Indefinite Integral of Absolute Value of x? Is there a closed form solution?

Question

Been searching the net for awhile and everything just comes back about doing the definite integral. So just thought to ask here.

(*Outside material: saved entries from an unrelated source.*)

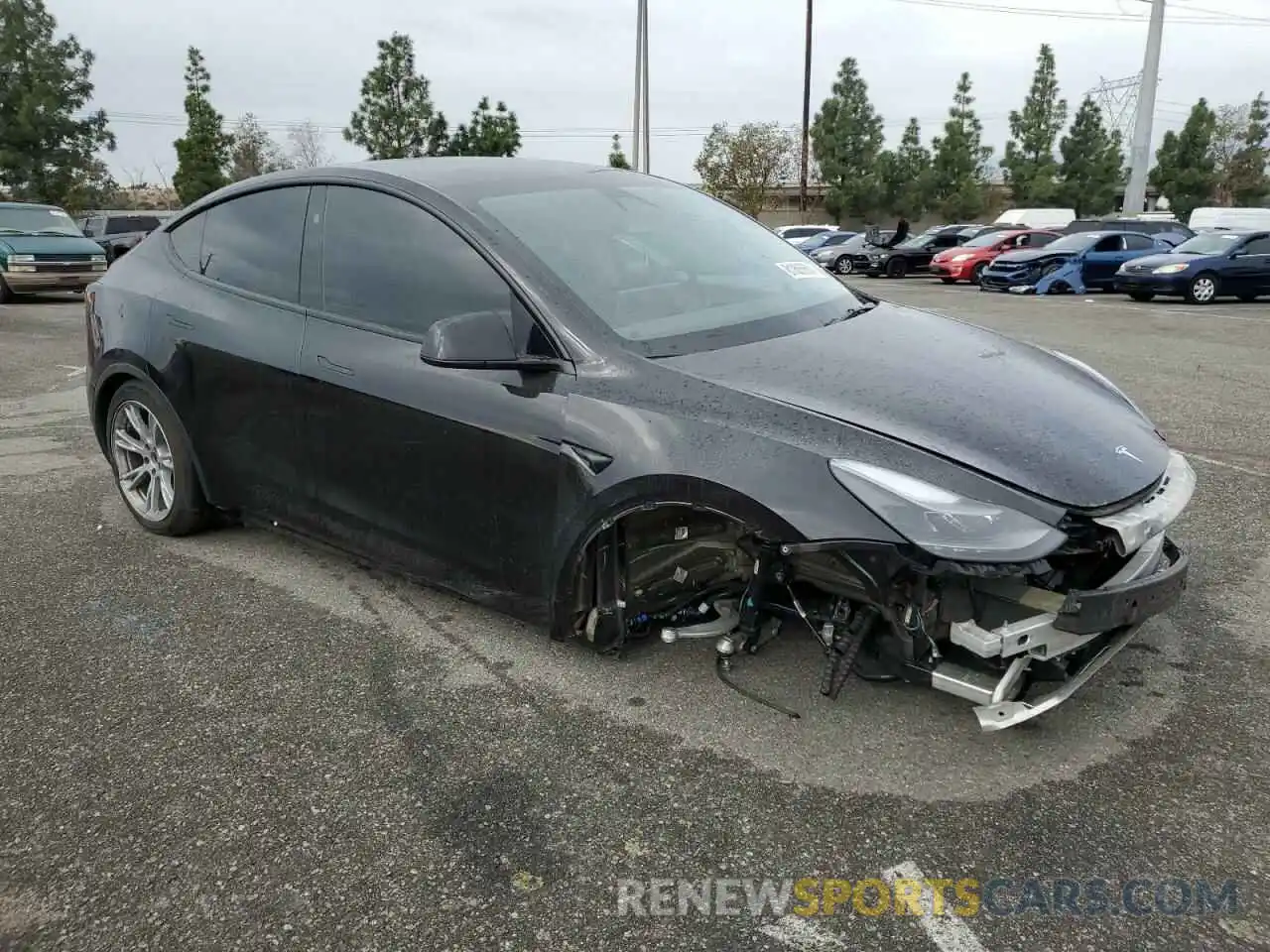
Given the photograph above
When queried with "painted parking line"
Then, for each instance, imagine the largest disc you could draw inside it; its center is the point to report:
(801, 933)
(948, 932)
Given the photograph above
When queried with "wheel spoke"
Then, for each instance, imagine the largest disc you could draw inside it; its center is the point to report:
(144, 461)
(135, 420)
(167, 488)
(125, 440)
(153, 495)
(132, 477)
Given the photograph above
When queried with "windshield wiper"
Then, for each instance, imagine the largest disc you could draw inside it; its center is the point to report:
(852, 312)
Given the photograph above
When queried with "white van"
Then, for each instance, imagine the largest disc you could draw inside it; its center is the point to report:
(1038, 217)
(1229, 218)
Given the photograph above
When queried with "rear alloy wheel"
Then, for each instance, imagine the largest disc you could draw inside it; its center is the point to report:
(1202, 290)
(153, 465)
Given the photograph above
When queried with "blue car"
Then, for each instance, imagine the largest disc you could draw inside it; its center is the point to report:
(1075, 263)
(1203, 268)
(828, 239)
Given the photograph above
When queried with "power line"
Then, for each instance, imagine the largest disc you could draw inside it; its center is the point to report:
(1214, 19)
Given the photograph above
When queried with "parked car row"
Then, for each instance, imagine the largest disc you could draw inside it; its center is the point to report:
(1141, 257)
(118, 232)
(44, 249)
(41, 249)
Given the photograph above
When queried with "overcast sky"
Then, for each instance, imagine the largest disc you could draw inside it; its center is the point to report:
(567, 66)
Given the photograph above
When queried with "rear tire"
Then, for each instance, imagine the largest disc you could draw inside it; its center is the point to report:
(159, 483)
(1203, 290)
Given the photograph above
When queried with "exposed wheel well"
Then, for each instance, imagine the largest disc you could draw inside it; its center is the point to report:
(102, 403)
(105, 393)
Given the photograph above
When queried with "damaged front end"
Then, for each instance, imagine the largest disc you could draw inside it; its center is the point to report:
(1016, 636)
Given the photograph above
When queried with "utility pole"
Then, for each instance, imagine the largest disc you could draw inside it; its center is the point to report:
(648, 135)
(807, 118)
(639, 89)
(1139, 155)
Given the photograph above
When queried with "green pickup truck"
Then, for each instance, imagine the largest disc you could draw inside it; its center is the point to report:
(42, 249)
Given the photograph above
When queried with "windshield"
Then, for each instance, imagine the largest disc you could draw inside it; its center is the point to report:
(670, 268)
(1074, 243)
(916, 241)
(36, 220)
(988, 240)
(1209, 244)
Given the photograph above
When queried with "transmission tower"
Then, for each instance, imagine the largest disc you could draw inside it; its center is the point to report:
(1119, 103)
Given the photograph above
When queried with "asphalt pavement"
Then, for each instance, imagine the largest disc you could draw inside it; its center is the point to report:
(239, 742)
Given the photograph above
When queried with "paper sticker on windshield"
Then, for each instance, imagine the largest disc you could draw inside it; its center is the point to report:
(799, 270)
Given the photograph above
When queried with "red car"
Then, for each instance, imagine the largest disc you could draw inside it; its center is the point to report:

Title says it all. Is there a closed form solution for the indefinite integral $\int |x| dx$ ?

Answer 1

Using integration by parts

$$\int |x|~dx=\int \mathrm{sgn}(x)x~dx=|x|x-\int |x| ~dx$$

since $\frac{d}{dx} |x|=\mathrm{sgn}(x)$ on non-zero sets. This yields

$$\int |x| ~dx = \frac{|x|x}{2}~.$$

Answer 2

You are looking for a function $f(x)$ so that $$\int_a^b |x|dx=f(b)-f(a).$$ This is what is meant by $\int |x|dx$. I propose that $f(x)=x|x|/2$ is such a function. Let us test it. If both $a$ and $b$ are both positive, then $$\int_a^b |x|dx=\int_a^b x\,dx=b^2/2-a^2/2=b|b|/2-a|a|/2=f(b)-f(a).$$ If $a$ and $b$ are both negative, then $$\int_a^b |x|dx=-\int_a^b x\,dx=-b^2/2-(-a^2/2)=b|b|/2-a|a|/2=f(b)-f(a).$$ Finally, if $a<0$ and $b>0$, we get $$\int_a^b |x|dx=-\int_a^0 x\,dx+\int_0^b x\,dx=b^2/2+a^2/2=b|b|/2-a|a|/2=f(b)-f(a).$$ Of course, we could have $b<0$ and $a>0$, but then we could switch the limits, and this reduces to the third case.

Thus, $f(x)=x|x|/2$ is an indefinite integral, or antiderivative of $|x|$.

Answer 3

You can use $\frac{d(|x|)}{dx}=\frac{x}{|x|}$ and $\int|x|dx = \int \frac{x}{|x|}xdx$.

$\int|x|dx = \int xd(|x|)$, using integration by parts $\int|x|dx = x|x| - \int|x|dx $

$2\int|x|dx = x|x|$

$\int|x|dx = \frac{x|x|}{2}$

$\frac{x}{|x|}$ is a better way to define the sign function.